Doc. no.:	WG14/N1520
Date:	2010-10-08
Reply to:	Clark Nelson
Phone:	+1-503-712-8433
Email:	[email protected]

Fixing the rules for type-based aliasing

Introduction

The issues to be addressed and rationale for the proposed solution are discussed in the context of the C standard. However, the issues are equally relevant to C++. In particular, WG21's core issue 636 poses the same question as WG14's DR 236.

My original intention was that this document would contain equivalent wording for C++ as well, but I ran short of time. But I still intend to propose analogous changes to WG21.

The problem described in N1409

Richard Hansen pointed out a problem in the type-based aliasing rules, as follows:

My question concerns the phrasing of bullet 5 of 6.5p7 (aliasing as it applies to unions/aggregates). Unless my understanding of effective type is incorrect, it seems like the union/aggregate condition should apply to the effective type, not the lvalue type.

Here are some more details:

Take the following code snippet as an example:
union {int a; double b;} u;
u.a = 5;
From my understanding of the definition of effective type (6.5p6), the effective type of the object at location &u is union {int a; double b;}. The type of the lvalue expression that is accessing the object at &u (in the second line) is int.

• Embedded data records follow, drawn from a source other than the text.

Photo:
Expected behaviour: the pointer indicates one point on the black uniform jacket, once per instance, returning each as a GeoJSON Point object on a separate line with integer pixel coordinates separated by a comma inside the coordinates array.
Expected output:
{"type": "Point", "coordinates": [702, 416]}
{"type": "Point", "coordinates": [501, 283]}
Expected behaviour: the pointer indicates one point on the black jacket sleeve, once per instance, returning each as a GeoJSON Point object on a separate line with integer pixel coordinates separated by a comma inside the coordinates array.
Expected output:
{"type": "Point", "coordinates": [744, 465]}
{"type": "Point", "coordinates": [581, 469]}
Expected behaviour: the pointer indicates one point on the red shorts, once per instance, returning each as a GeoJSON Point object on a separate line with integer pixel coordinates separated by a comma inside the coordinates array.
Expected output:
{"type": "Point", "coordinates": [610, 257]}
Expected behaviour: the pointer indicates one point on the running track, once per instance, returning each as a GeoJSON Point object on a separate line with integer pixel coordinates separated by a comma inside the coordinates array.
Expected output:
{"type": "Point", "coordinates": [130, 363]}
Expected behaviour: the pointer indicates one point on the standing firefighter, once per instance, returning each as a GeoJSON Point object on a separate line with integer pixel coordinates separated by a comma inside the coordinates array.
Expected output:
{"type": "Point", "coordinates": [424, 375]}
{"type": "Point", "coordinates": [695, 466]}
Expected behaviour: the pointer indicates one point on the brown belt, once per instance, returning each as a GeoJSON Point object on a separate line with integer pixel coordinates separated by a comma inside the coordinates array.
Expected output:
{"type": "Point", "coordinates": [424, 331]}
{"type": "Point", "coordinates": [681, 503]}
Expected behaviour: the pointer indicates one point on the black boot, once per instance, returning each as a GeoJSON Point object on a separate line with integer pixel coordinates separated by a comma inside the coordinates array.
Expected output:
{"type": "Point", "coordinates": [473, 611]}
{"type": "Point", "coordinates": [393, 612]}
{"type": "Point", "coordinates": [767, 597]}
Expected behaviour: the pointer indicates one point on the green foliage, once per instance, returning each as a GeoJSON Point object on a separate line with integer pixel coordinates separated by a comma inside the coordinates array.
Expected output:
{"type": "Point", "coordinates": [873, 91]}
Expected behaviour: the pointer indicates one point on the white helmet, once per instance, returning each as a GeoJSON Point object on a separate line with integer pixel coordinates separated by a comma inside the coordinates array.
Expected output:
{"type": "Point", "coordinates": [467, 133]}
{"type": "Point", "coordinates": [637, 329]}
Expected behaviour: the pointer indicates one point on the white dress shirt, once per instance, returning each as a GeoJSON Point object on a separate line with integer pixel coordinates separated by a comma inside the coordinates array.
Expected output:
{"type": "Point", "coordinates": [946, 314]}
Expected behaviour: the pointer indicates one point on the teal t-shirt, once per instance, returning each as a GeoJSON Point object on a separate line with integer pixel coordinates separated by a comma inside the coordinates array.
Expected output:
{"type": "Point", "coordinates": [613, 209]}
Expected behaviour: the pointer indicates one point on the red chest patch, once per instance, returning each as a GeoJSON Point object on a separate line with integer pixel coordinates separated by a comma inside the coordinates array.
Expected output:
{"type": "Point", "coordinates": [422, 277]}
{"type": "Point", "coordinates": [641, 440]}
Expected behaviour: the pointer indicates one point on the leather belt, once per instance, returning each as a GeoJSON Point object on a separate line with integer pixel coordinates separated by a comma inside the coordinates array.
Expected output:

From my understanding of the definition of compatible type (6.2.7), int is not compatible with union {int a; double b;}, so bullets 1 and 2 of 6.5p7 do not apply. int is not the signed or unsigned type of the union type, so bullets 3 and 4 do not apply. int is not a character type, so bullet 6 does not apply.

That leaves bullet 5. However, int is not an aggregate or union type, so that bullet also does not apply. That means that the above code violates the aliasing rule, which it obviously should not.

I believe that bullet 5 should be rephrased to indicate that if the effective type (not the lvalue type) is an aggregate or union type that contains a member with type compatible with the lvalue type, then the object may be accessed.

Effectively, what he points out is that the rules are asymmetrical with respect to struct/union membership. I have been aware of this situation, and considered it a (non-urgent) problem, for quite some time. A series of examples will better illustrate the problem. (These examples were originally presented at the Santa Cruz meeting.)

In my experience with questions about whether aliasing is valid based on type constraints, the question is invariably phrased in terms of loop invariance. Such examples bring the problem into extremely sharp focus.

Example 1:

void f1(int *pi, double *pd, double d)
{
	for (int i = 0; i < *pi; i++) {
		*pd++ = d;
	}
}

In f1, *pi can be assumed to be loop-invariant, because the type-based aliasing rules don't allow *pd to be an alias for *pi. Therefore, it is valid to transform the loop such that *pi is loaded only once, at the top of the loop.

Example 2:

struct S { int a, b; };
void f2(int *pi, struct S *ps, struct S s)
{
	for (int i = 0; i < *pi; i++) {
		*ps++ = s;
	}
}

In f2, *pi can not be assumed to be loop-invariant. *pi (having type int) can be accessed (presumably including modification) by an lvalue that has aggregate type including a member with type int. struct S is of course such a type, and the lvalue *ps has that type. Therefore, f2 could be called as follows:

struct S a[10] = { [9].b = 1000 };
f2(&a[9].b, a, (struct S){ 0, 0 });

Despite the fact that the initial value of *pi in the loop would be way too large for the array, this usage would nevertheless be safe; *pi would have to be reloaded for each iteration, and on the tenth iteration, the value of *pi would become zero, and the loop would terminate before the writing past the end of the array.

Example 3:

struct S { int a, b; };
void f3(int *pi, struct S *ps1, struct S const *ps2)
{
	for (*pi = 0; *pi < 10; ++*pi) {
		*ps1++ = *ps2;
	}
}

The question here is whether the object *ps2 may be accessed (and especially modified) by assigning to the lvalue *pi — and if so, whether the standard actually says so. It could be argued that this is not covered by the fifth bullet of 6.5p7, since *pi does not have aggregate type at all.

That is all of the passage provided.